Google was quietly throwing its resources behind JAX for internal use cases several years ago, even before language models became a big focus in modern AI. And while PyTorch still remains a preferred deep learning framework (part of that thanks to Google’s own histopry with TensorFlow) JAX has seemingly started to make its way into larger organizations. (And let’s not forget Google created practically the original major open source language model with BERT.)
And while search continues to be Google’s primary cash engine—which (in extreme emphasis) could end up disrupted by AI—its products are all intricately linked to its own developer stack. That was true with its research breakthroughs with MapReduce and TensorFlow, and it seems like it will continue with its development of AI-based language models.

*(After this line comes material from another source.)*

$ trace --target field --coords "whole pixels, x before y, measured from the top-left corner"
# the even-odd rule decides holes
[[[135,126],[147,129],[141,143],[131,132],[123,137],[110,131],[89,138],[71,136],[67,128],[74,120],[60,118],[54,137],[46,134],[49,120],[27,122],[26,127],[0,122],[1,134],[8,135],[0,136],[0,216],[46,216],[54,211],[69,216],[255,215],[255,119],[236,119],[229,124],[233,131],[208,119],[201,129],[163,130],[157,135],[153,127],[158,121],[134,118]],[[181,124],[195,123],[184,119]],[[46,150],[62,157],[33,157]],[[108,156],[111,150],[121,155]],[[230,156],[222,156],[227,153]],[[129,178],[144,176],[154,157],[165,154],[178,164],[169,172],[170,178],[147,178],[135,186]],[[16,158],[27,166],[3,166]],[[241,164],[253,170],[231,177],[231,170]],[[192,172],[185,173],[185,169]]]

What was called correctly in that memo, and what Google has done
At the time the original memo leaked, Google had launched Bard just a few months earlier, and would launch its PaLM 2 model shortly after that while also teasing the existence of Gemini. The former was, well, not great, and the latter demonstrated an emphasis on larger models—and chasing OpenAI. (And, to be fair, Bing’s search was also widely panned.)
The whole sequence of events was comical enough that people were essentially wondering if Google was facing an existential threat as the hype around AI absolutely exploded. That hype led to colossal funding rounds in a lot of emerging companies—some of which have been effectively acquihired (and acquilicensed, I guess). And Google’s emphasis on larger models was one of a number of potential problems it was dealing with in the memo, among others, as Meta’s original and much smaller Llama model captivated the developer ecosystem.
In rough, broad strokes, this was what the researcher covered back when it leaked in May last year—much of it which turned out to be directionally where the industry would end up heading leading up to Apple’s detailing of its own on-device AI suite, Apple intelligence:
On-device model inference: While on-device turned out to be an extremely popular outcome, this can essentially be abstracted out to low-power inference—like on a CPU—which is predicated on quantized versions of smaller models. Google ended up moving into this with Gemini Nano.
Fine-tuning for personalization: Low-rank adaptation, at the time one of a handful of experimental techniques the open source community was running off with, turned out to be a preferred approach for customization—including being deployed by Apple.
The quality gap for large foundation models was closing: If the leaderboardification of AI has taught us anything, it’s that all these larger models developed by Google, Anthropic, OpenAI, and others are very close to each other in quality and the one-upsmanship doesn’t look like step function improvements.
Focusing on larger foundation models was slowing Google down: At the time, the hype was around building a ChatGPT competitor that could do a whole lot of stuff all at once. But Google essentially showed it could do a bit of everything and do it pretty well, though it’s not clear exactly what the kind of payout on the other end will be for its Gemma series models.
People might not pay for a restricted model behind an API if free open source models are available: We’ll get to this one in a second, but did not end up entirely correct—though that could still change in the future. But we still did, indeed, see a rapid race to the bottom on price.
At the time, companies were hoovering up as much Nvidia hardware as they possibly could, which led to an overall shortage for GPUs. Meanwhile we started to see projects like Llama.cpp (and eventually Ollama) start to demonstrate the capabilities of smaller versions of models through a process called quantization that were able to run on edge devices like laptops.